Patients diagnosed with rheumatoid arthritis require lifelong monitoring by a rheumatologist. Initiation of the disease-modifying anti-rheumatic drug therapy within twelve weeks of the onset of symptoms is crucial to prevent joint damage and functional disability. We examine the impact of the engagement of alternate care providers (ACP) in alleviating delay due to limited rheumatologist capacity.
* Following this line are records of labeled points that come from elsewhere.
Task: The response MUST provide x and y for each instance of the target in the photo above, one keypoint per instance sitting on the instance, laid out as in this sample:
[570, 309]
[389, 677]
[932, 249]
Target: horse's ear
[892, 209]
Using queueing theory and discrete-event simulation, we model rheumatologist-only and rheumatologist-with-ACP system configurations as closed, multi-class queueing networks with class switching.Using summary data from an actual rheumatology clinic for illustration, we analyze various parameter conditions to aid clinic managers and policymakers in decisions concerning capacity allocations and feasible patient panel size that impact timeliness of care and resource utilization.Results not only confirm that a substantial increase in RA patient panel size with an ACP involved in the care of follow-up patients but also demonstrates the boundaries for feasible panel sizes and workload allocation.

Keywords: Rheumatology; alternative care providers; mean value analysis; queueing theory; simulation.

Grants and funding

This work was supported by the Alberta Innovates Health Solutions, Partnership for Research and Innovation in the Health System (PRIHS) [201300472]; Arthur J.E. Child Chair in Rheumatology Outcomes Research.